I know this has no bearing on you or your life. It’s just that I’ve been on vacation the past week and I have no idea what’s going on locally. Also, Mila Kunis has been asked to describe Ashton Kutcher’s manhood. If THIS has any bearing on you or your life, seek help.

Pow!

Got the following message through Facebook the other day: “I saw Batman today walking by East Avenue in Lewiston. Thought you would like to know.” I skipped on over to East Ave in search of the bat-faced hero, but never found him. I DID, however, have that stupid theme in my head the rest of the night. The one that goes “Na na na na na na na na, Batman! Na na na na na na na, Batman!”

BAP!

I may have inadvertently left out a “na” in the above musical score. I apologize for this disruption to your earworm.

Al Dente

Advertisement

Another lady sent along a photo and information about a fire hydrant in Auburn that was oozing not one, but TWO different types of pasta. No, really. Unfortunately, the photo was two years old, so no free Italian dinner for us.

Seeing things

Speaking of fine dining, did anybody know that Bugaboo Creek in Portland had closed down? No? Me either. I found out by pulling into an empty lot while my stomach groaned for prime rib. The steak joint is closed for good. No more talking moose, no more flopping fish, no more chattering otter creeping up out of the shrubbery. Wait, all those things were real, right? Tell me you saw them, too!

The colors!

Speaking of hallucinations, I saw a photo of a bee and a butterfly snacking on an Eastern purple coneflower in the newspaper the other day and thought I had accidentally ingested mescaline again (it happens).
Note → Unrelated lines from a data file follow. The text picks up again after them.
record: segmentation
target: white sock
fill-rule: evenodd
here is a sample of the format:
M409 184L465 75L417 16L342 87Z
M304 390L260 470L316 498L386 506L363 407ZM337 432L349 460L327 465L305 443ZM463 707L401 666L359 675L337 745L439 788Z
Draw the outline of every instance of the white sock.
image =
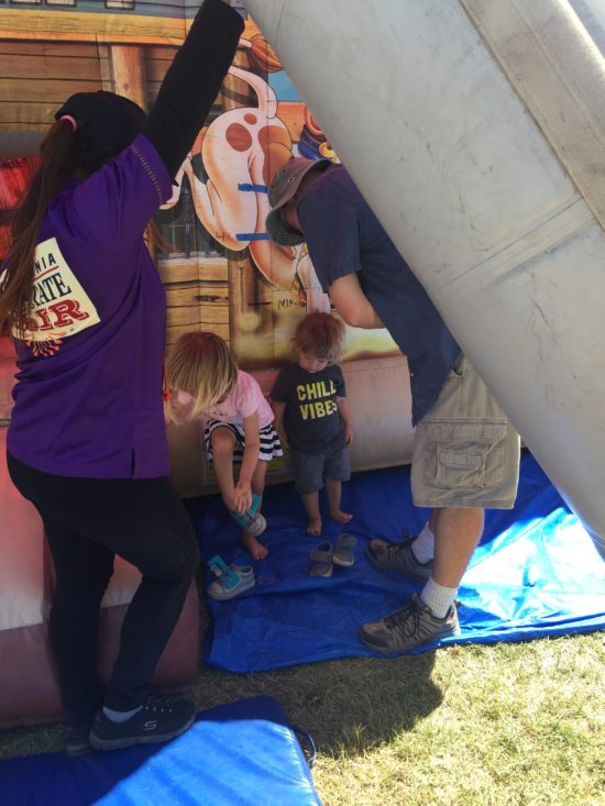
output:
M419 563L428 563L435 557L435 534L428 523L411 544L411 551Z
M139 714L142 707L143 706L140 705L139 708L133 708L132 710L112 710L111 708L106 708L103 705L103 714L108 719L111 719L112 722L125 722L127 719Z
M427 582L420 594L420 598L437 618L446 618L446 615L455 599L457 587L444 587L438 585L432 576Z

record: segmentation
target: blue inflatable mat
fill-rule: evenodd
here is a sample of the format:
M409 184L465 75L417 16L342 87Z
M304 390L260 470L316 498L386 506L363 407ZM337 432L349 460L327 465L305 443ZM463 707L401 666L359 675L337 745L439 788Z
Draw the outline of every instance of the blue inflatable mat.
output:
M271 697L198 715L166 744L67 760L0 761L2 806L321 806L300 746Z
M404 529L416 533L428 512L411 505L408 467L355 474L344 485L342 507L354 515L345 529L326 518L322 537L309 538L293 486L267 487L262 540L270 555L254 563L256 585L250 592L229 601L208 600L213 618L205 642L208 663L260 672L373 654L358 639L359 626L399 607L422 583L376 571L365 548L372 538L395 541ZM191 501L189 510L207 560L221 554L228 563L251 562L219 499ZM344 530L359 539L354 566L334 566L328 579L309 576L309 551L320 540L334 543ZM462 632L444 643L516 641L605 626L605 563L528 453L516 506L487 512L459 598Z

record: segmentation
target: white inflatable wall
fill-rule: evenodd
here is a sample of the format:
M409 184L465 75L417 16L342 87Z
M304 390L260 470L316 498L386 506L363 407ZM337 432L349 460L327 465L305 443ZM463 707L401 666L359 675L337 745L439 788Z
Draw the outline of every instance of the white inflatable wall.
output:
M462 4L246 5L527 445L603 539L605 233Z

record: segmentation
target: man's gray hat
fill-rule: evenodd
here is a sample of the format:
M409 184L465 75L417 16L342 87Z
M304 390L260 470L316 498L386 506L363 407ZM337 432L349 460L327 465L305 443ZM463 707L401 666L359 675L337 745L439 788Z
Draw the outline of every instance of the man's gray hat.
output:
M275 174L268 189L268 203L272 211L265 221L267 232L275 243L279 243L282 246L297 246L299 243L305 243L305 236L290 229L282 218L282 208L296 194L300 183L310 170L326 170L328 165L331 164L330 159L292 157Z

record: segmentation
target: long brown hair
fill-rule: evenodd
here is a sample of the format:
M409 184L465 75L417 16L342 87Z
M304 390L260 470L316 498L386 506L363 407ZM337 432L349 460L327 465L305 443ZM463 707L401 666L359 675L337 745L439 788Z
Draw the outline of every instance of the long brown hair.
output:
M78 167L72 123L53 124L40 146L40 166L12 224L12 243L0 276L0 328L22 333L34 283L34 253L48 203Z

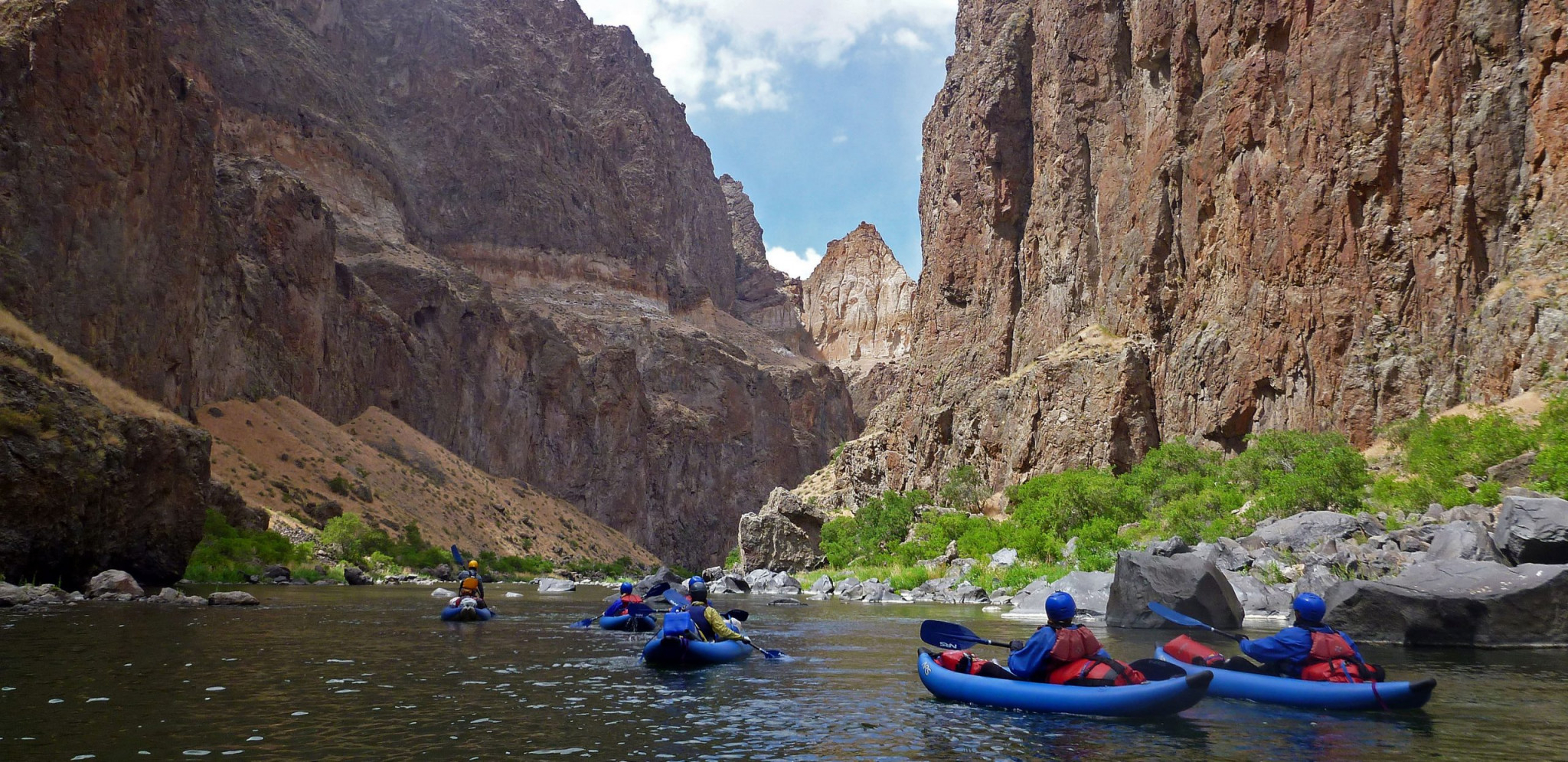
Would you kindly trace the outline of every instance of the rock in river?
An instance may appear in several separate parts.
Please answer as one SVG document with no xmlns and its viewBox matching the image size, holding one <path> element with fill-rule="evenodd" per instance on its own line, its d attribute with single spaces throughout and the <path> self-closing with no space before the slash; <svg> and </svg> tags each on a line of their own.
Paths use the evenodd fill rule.
<svg viewBox="0 0 1568 762">
<path fill-rule="evenodd" d="M 1568 500 L 1504 497 L 1491 538 L 1513 563 L 1568 563 Z"/>
<path fill-rule="evenodd" d="M 256 596 L 243 590 L 230 590 L 226 593 L 213 593 L 207 596 L 207 602 L 212 605 L 260 605 Z"/>
<path fill-rule="evenodd" d="M 1328 622 L 1356 640 L 1411 646 L 1568 644 L 1568 566 L 1450 558 L 1328 594 Z"/>
<path fill-rule="evenodd" d="M 1212 561 L 1196 553 L 1159 557 L 1124 550 L 1116 557 L 1105 624 L 1112 627 L 1174 627 L 1149 611 L 1149 602 L 1165 604 L 1214 627 L 1242 624 L 1242 602 L 1231 580 Z"/>
<path fill-rule="evenodd" d="M 96 577 L 88 580 L 88 588 L 86 588 L 88 597 L 108 596 L 114 593 L 121 593 L 130 597 L 146 596 L 146 593 L 141 590 L 141 585 L 138 585 L 130 574 L 125 574 L 119 569 L 99 572 Z"/>
</svg>

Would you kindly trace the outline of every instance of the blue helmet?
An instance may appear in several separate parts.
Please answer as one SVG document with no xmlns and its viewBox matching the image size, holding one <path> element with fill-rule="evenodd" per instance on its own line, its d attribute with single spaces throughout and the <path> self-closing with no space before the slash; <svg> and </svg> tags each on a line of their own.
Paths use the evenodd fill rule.
<svg viewBox="0 0 1568 762">
<path fill-rule="evenodd" d="M 1046 599 L 1046 616 L 1054 622 L 1071 621 L 1077 616 L 1077 602 L 1066 593 L 1052 593 Z"/>
<path fill-rule="evenodd" d="M 1301 593 L 1290 602 L 1290 610 L 1303 621 L 1320 622 L 1328 613 L 1328 604 L 1317 593 Z"/>
</svg>

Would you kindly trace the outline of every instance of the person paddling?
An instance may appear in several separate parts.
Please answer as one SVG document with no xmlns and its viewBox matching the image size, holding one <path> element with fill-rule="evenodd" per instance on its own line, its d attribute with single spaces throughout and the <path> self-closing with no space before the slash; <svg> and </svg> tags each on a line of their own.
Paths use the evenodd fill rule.
<svg viewBox="0 0 1568 762">
<path fill-rule="evenodd" d="M 1267 638 L 1242 638 L 1242 652 L 1262 662 L 1261 669 L 1240 659 L 1228 660 L 1225 668 L 1319 682 L 1381 682 L 1386 677 L 1381 666 L 1366 663 L 1350 635 L 1323 624 L 1328 605 L 1317 593 L 1295 596 L 1290 610 L 1295 613 L 1290 627 Z"/>
<path fill-rule="evenodd" d="M 472 597 L 485 607 L 485 580 L 480 579 L 480 563 L 469 561 L 469 568 L 458 574 L 458 597 Z"/>
<path fill-rule="evenodd" d="M 632 604 L 641 604 L 641 602 L 643 602 L 643 596 L 637 596 L 637 594 L 632 593 L 632 583 L 630 582 L 622 582 L 621 583 L 621 597 L 615 599 L 610 604 L 610 608 L 604 610 L 604 616 L 621 616 L 621 615 L 630 613 L 630 605 Z"/>
<path fill-rule="evenodd" d="M 748 646 L 751 644 L 751 638 L 729 629 L 729 622 L 724 621 L 724 615 L 707 605 L 707 582 L 704 582 L 702 577 L 691 577 L 691 582 L 687 583 L 687 590 L 691 593 L 691 605 L 687 611 L 691 613 L 691 630 L 696 633 L 698 640 L 707 643 L 739 640 Z"/>
<path fill-rule="evenodd" d="M 1143 673 L 1105 652 L 1094 633 L 1073 624 L 1077 602 L 1066 593 L 1046 599 L 1047 624 L 1027 641 L 1013 641 L 1007 668 L 1019 679 L 1055 685 L 1137 685 Z"/>
</svg>

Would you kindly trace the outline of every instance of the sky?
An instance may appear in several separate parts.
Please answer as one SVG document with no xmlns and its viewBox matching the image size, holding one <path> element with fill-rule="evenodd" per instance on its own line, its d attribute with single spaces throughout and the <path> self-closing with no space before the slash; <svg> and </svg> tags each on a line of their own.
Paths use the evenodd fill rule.
<svg viewBox="0 0 1568 762">
<path fill-rule="evenodd" d="M 713 169 L 746 187 L 773 267 L 806 278 L 861 221 L 920 271 L 920 122 L 956 0 L 579 0 L 630 27 Z"/>
</svg>

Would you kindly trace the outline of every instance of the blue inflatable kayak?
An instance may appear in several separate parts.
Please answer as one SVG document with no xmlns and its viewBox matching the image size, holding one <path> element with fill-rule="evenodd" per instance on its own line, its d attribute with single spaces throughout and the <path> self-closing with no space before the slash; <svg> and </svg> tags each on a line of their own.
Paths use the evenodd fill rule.
<svg viewBox="0 0 1568 762">
<path fill-rule="evenodd" d="M 677 635 L 660 635 L 643 646 L 643 662 L 649 666 L 707 666 L 739 662 L 751 655 L 751 646 L 739 640 L 704 643 Z"/>
<path fill-rule="evenodd" d="M 1156 648 L 1154 657 L 1181 666 L 1187 674 L 1214 674 L 1214 682 L 1209 684 L 1210 696 L 1298 709 L 1419 709 L 1425 706 L 1432 698 L 1432 690 L 1438 687 L 1435 677 L 1421 682 L 1314 682 L 1234 669 L 1210 669 L 1181 663 L 1163 648 Z"/>
<path fill-rule="evenodd" d="M 599 629 L 622 632 L 654 632 L 654 615 L 632 616 L 601 616 Z"/>
<path fill-rule="evenodd" d="M 920 651 L 919 671 L 925 690 L 936 698 L 997 709 L 1094 717 L 1174 715 L 1203 701 L 1212 679 L 1209 671 L 1200 671 L 1185 677 L 1113 688 L 1051 685 L 955 673 L 938 665 L 925 651 Z"/>
<path fill-rule="evenodd" d="M 488 622 L 491 616 L 495 616 L 494 608 L 477 605 L 448 605 L 441 610 L 441 621 L 445 622 Z"/>
</svg>

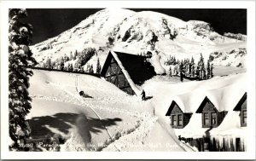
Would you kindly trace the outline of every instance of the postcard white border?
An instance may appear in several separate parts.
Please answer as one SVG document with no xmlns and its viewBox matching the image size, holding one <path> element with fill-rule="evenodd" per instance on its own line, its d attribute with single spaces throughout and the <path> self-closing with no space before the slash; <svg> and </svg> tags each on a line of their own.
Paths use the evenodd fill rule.
<svg viewBox="0 0 256 161">
<path fill-rule="evenodd" d="M 2 1 L 1 5 L 1 158 L 3 159 L 255 159 L 255 2 L 254 1 Z M 248 112 L 250 144 L 244 152 L 9 152 L 8 133 L 8 9 L 11 8 L 170 8 L 170 9 L 247 9 Z"/>
</svg>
Turns out it was just another Russ Dillingham nature photo. Dillingham is a total trip, yo.

Make it PokeStop!

I swear this is the last thing I’ll say about Pokemon Go. Until, you know, I’m desperate to fill a couple inches of column space again. I had a chance to witness the game up close and personal the other day and I’m here to tell you that it’s even dumber in reality than it sounds in all those news accounts. There is no point whatsoever to the game and the imagery is like a bad hallucination. Or, you know, a Russ Dillingham photo.